Summary: [GTK] TextNode::splitText() can lose content visually
Product: WebKit Reporter: Milan Crha <mcrha>
Component: WebKitGTKAssignee: Nobody <webkit-unassigned>
Status: NEW ---    
Severity: Normal CC: bugs-noreply
Priority: P2    
Version: Other   
Hardware: Unspecified   
OS: Unspecified   
Attachments:
Description Flags
How it looks like in Firefox none

Description Milan Crha 2020-04-14 09:42:09 PDT
Created attachment 396429 [details]
How it looks like in Firefox

Just noticed that calling splitText() in the middle of a multi-unicode character causes content lost on both sides.
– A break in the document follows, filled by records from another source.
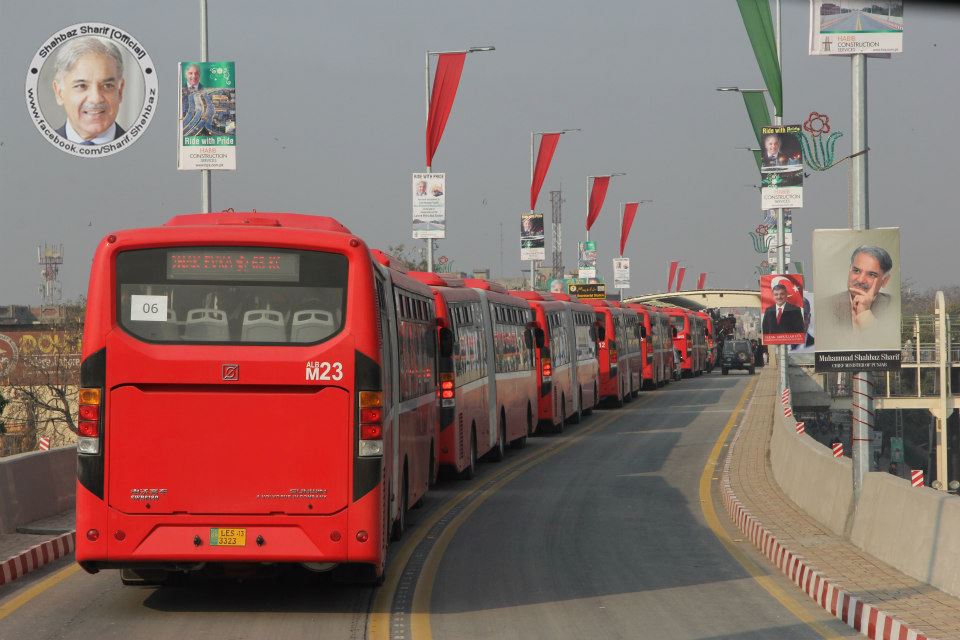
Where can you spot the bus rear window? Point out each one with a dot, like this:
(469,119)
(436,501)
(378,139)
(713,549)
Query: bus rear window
(231,295)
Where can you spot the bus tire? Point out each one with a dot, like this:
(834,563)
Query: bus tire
(471,469)
(400,524)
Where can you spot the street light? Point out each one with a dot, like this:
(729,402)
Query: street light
(426,78)
(533,135)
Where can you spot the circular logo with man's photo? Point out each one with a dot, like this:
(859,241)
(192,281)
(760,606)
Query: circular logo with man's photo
(91,89)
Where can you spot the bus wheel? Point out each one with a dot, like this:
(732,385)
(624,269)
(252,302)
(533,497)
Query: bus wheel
(471,470)
(400,524)
(499,450)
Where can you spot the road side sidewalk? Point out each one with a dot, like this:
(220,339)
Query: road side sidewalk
(35,545)
(854,586)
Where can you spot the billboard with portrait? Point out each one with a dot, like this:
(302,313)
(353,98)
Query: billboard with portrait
(855,26)
(429,205)
(208,116)
(781,308)
(58,89)
(587,259)
(781,167)
(531,237)
(621,273)
(857,277)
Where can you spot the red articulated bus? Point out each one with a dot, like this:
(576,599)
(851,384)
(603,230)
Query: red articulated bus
(255,388)
(710,339)
(566,357)
(620,354)
(689,340)
(510,346)
(656,346)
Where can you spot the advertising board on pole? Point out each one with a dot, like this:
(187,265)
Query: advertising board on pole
(781,303)
(857,276)
(621,273)
(207,136)
(855,26)
(781,167)
(587,259)
(531,237)
(429,205)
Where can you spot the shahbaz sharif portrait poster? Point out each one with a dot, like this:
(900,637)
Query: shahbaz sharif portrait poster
(857,280)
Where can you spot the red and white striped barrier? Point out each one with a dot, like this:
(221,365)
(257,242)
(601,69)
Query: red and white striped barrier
(36,556)
(865,618)
(916,477)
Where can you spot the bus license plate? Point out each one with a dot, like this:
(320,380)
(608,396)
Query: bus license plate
(222,537)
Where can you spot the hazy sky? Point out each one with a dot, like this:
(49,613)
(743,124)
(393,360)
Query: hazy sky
(330,103)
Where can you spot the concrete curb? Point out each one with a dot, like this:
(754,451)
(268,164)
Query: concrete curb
(36,557)
(865,618)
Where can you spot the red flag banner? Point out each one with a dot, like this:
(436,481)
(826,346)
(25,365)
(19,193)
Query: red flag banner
(548,144)
(673,272)
(597,195)
(629,213)
(445,83)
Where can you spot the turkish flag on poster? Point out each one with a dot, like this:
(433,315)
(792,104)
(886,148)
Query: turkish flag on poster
(445,83)
(629,213)
(548,144)
(784,319)
(597,195)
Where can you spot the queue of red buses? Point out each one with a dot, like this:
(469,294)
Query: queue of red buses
(262,389)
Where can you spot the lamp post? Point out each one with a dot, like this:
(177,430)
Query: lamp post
(533,135)
(639,202)
(426,79)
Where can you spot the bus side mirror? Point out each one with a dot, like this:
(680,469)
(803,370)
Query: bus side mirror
(446,343)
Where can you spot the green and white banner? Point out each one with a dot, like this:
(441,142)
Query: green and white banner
(207,122)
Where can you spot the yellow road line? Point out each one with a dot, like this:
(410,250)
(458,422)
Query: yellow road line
(41,587)
(420,616)
(710,515)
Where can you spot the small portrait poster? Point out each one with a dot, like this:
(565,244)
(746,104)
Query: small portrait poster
(532,237)
(429,205)
(781,307)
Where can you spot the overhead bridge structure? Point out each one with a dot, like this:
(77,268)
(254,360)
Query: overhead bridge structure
(698,299)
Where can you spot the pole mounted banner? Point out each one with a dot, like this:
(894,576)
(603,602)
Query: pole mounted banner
(597,195)
(548,144)
(445,83)
(629,213)
(673,272)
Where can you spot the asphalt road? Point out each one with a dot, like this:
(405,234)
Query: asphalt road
(597,533)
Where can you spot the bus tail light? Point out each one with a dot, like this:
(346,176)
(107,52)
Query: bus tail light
(447,390)
(371,423)
(88,425)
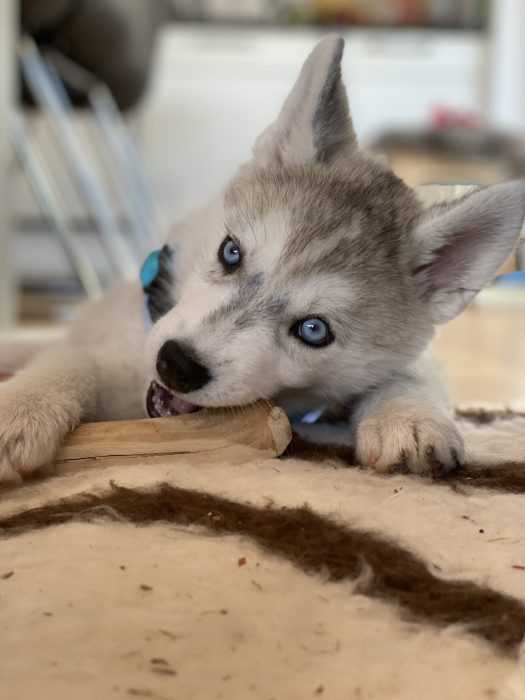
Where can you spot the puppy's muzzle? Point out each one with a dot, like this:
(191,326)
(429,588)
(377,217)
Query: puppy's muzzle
(178,366)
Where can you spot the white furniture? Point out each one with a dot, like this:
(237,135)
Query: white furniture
(8,32)
(216,88)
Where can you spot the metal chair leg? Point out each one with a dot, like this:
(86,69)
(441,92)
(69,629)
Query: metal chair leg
(41,84)
(46,194)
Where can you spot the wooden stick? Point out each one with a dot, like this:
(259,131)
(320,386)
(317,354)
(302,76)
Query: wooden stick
(262,426)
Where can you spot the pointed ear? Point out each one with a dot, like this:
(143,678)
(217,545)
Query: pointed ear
(460,247)
(314,124)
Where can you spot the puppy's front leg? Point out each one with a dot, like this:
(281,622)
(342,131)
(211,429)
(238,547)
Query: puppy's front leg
(408,424)
(41,405)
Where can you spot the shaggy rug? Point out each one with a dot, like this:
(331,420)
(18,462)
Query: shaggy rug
(241,576)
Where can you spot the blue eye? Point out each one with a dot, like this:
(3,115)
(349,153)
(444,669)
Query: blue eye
(230,254)
(313,331)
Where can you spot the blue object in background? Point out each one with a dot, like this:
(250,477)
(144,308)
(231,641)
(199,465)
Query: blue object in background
(511,279)
(150,269)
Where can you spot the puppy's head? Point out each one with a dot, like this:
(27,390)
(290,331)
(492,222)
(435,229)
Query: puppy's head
(318,273)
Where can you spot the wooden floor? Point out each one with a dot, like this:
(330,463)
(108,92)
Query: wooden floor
(483,355)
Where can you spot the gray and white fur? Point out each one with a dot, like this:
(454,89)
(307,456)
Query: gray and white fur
(325,232)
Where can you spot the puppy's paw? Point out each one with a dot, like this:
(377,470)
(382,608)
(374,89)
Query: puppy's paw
(421,442)
(31,430)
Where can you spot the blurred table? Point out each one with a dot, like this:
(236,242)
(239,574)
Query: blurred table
(8,31)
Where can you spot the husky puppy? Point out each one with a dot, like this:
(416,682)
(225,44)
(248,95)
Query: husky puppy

This is with trunk at r259630.

Steps:
a) run: MiniBrowser --editor-mode
b) open the Inspector and in its console run: document.body.innerText = "😏😉🙂"
c) still in the inspector run: document.body.firstChild.splitText(2)
   * all is fine, the Elements tab shows the text properly split into one and two Emojis
d) still in the inspector run: document.body.firstChild.nextSibling.splitText(1)
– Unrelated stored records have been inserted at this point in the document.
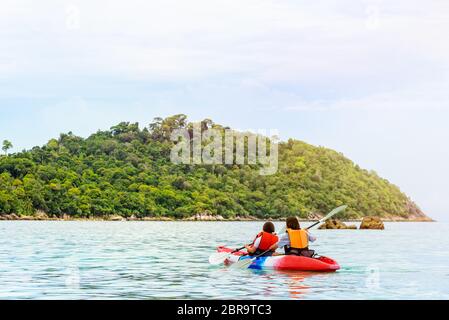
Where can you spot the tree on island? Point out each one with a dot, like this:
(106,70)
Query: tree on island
(6,146)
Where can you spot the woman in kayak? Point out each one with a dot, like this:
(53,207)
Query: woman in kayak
(266,240)
(296,240)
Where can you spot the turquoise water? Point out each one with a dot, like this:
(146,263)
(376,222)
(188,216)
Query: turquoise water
(168,260)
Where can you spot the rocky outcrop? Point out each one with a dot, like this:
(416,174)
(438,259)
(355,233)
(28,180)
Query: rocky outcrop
(206,216)
(372,223)
(9,217)
(336,224)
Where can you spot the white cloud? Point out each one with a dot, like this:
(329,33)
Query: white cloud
(269,41)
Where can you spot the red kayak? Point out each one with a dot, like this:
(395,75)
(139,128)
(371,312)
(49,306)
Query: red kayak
(283,262)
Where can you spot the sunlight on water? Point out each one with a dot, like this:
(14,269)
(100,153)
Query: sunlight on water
(169,260)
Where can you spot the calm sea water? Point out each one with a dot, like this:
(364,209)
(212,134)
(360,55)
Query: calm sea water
(169,260)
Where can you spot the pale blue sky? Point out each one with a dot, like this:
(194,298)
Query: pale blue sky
(367,78)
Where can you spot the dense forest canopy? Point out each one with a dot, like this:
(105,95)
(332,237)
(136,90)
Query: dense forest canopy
(127,171)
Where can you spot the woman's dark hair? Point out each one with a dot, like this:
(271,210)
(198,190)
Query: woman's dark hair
(268,227)
(293,223)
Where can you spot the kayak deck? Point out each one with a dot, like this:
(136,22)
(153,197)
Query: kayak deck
(284,262)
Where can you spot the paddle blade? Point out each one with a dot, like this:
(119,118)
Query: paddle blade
(242,264)
(334,212)
(218,258)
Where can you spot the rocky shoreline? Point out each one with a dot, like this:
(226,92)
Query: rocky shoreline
(41,216)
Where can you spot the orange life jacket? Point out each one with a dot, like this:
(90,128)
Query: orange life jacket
(299,239)
(267,240)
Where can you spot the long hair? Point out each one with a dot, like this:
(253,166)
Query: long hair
(293,223)
(268,227)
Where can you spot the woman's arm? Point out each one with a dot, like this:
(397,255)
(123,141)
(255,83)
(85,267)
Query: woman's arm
(311,237)
(252,248)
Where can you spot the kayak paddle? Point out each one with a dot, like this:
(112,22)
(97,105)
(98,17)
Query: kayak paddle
(220,257)
(247,262)
(329,215)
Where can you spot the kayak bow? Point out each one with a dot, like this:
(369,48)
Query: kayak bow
(283,262)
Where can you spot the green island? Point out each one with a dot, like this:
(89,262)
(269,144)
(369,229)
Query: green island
(126,172)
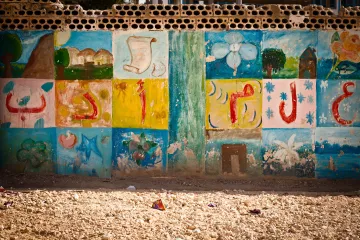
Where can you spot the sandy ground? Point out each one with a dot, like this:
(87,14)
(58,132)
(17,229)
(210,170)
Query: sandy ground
(110,212)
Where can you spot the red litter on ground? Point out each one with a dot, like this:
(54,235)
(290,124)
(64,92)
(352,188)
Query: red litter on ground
(158,205)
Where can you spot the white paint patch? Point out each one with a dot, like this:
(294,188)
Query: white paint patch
(210,59)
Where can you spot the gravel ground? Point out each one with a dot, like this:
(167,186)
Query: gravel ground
(122,214)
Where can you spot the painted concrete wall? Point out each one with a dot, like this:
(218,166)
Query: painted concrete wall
(126,102)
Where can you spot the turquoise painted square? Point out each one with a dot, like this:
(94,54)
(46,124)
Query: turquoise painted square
(288,152)
(332,101)
(139,149)
(28,150)
(337,153)
(233,54)
(84,151)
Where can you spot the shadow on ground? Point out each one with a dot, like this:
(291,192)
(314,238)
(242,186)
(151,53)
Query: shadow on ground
(178,183)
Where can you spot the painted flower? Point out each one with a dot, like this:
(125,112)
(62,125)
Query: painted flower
(323,85)
(269,113)
(234,50)
(323,119)
(283,96)
(347,107)
(269,87)
(310,118)
(288,151)
(308,85)
(310,99)
(347,47)
(301,98)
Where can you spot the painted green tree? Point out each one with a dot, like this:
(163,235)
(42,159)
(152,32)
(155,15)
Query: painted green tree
(62,60)
(10,51)
(273,60)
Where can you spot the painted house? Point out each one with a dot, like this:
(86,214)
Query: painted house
(86,56)
(103,57)
(73,54)
(307,64)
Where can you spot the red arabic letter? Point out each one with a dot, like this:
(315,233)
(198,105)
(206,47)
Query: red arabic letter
(292,116)
(26,109)
(142,96)
(247,92)
(336,103)
(93,115)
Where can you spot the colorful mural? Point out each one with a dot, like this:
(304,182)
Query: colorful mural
(251,138)
(187,101)
(85,151)
(83,55)
(338,54)
(289,152)
(233,54)
(338,152)
(27,103)
(232,104)
(238,103)
(27,54)
(83,103)
(289,103)
(338,103)
(289,54)
(142,103)
(139,149)
(140,54)
(28,150)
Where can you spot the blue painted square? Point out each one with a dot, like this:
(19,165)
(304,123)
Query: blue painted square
(338,55)
(233,54)
(136,149)
(84,151)
(335,108)
(28,150)
(337,152)
(288,152)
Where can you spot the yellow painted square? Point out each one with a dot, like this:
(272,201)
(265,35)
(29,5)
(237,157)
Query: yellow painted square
(127,104)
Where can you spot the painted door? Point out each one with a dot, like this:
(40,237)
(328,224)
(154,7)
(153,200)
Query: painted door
(234,158)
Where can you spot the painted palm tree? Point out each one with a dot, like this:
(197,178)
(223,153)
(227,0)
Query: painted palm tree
(141,148)
(288,151)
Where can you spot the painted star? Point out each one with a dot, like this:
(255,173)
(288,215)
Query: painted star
(310,118)
(88,145)
(308,85)
(310,99)
(269,87)
(269,113)
(324,85)
(323,119)
(301,98)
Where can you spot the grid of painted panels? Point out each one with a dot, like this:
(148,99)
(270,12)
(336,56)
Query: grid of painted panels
(101,102)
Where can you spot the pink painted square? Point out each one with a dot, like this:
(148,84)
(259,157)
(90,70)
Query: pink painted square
(27,103)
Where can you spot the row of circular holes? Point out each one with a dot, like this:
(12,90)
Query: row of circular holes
(280,23)
(9,23)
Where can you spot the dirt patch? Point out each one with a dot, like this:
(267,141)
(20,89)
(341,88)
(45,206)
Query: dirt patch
(128,215)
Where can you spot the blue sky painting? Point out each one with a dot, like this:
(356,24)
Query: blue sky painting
(233,54)
(338,152)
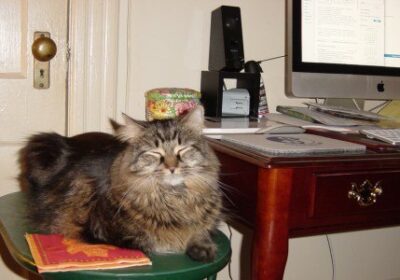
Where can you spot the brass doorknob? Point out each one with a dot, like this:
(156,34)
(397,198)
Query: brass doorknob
(44,48)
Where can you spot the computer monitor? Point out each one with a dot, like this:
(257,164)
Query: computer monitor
(343,49)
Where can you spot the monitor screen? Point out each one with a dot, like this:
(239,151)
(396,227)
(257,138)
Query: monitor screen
(343,49)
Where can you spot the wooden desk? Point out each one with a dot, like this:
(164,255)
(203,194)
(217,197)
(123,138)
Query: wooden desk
(282,197)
The outcome after d) are three text nodes in the body, the first showing the first Emoji, the second being empty text, the third with probably two letters, looks like whitespaces, though:

   document.body.firstChild.nextSibling.nodeValue.length
   1
   document.body.firstChild.nextSibling.nodeValue.charCodeAt(0)
   55357

   document.body.firstChild.nextSibling.nextSibling.nodeValue.length
   3
   document.body.firstChild.nextSibling.nextSibling.nodeValue.charCodeAt(0)
   56841
   document.body.firstChild.nextSibling.nextSibling.nodeValue.charCodeAt(1)
   55357
   document.body.firstChild.nextSibling.nextSibling.nodeValue.charCodeAt(2)
   56898

I do not know what to expect from this, but that one can break "a letter" in the middle and have it completely lost with the next letter is not ideal.

Calling:
 - document.body.normalize() fixes the situation like being after the step b).
 - it seems the splitText() is correct (see above), but the visual interpretation is broken (at least the second Emoji might be visible, it may not look like a whitespace).

I tried with Firefox (67.0) and it behaves similarly (also two characters per Emoji), but the splitText call has no impact on the visual interpretation in the document body. It has impact on the interpretation in the Inspector (the inspector shows letters it cannot visualize as rectangles with the hexa code).

-------------------------------------------

Side notes:

Are there any sequences using multi-unicode characters, like in some Chinese variants or such?

That the Emoji occupies two characters is impractical with line length calculations too, even though they are drawn as a single character. I know of "composite" Emojis, which is even bigger nightmare on many fronts.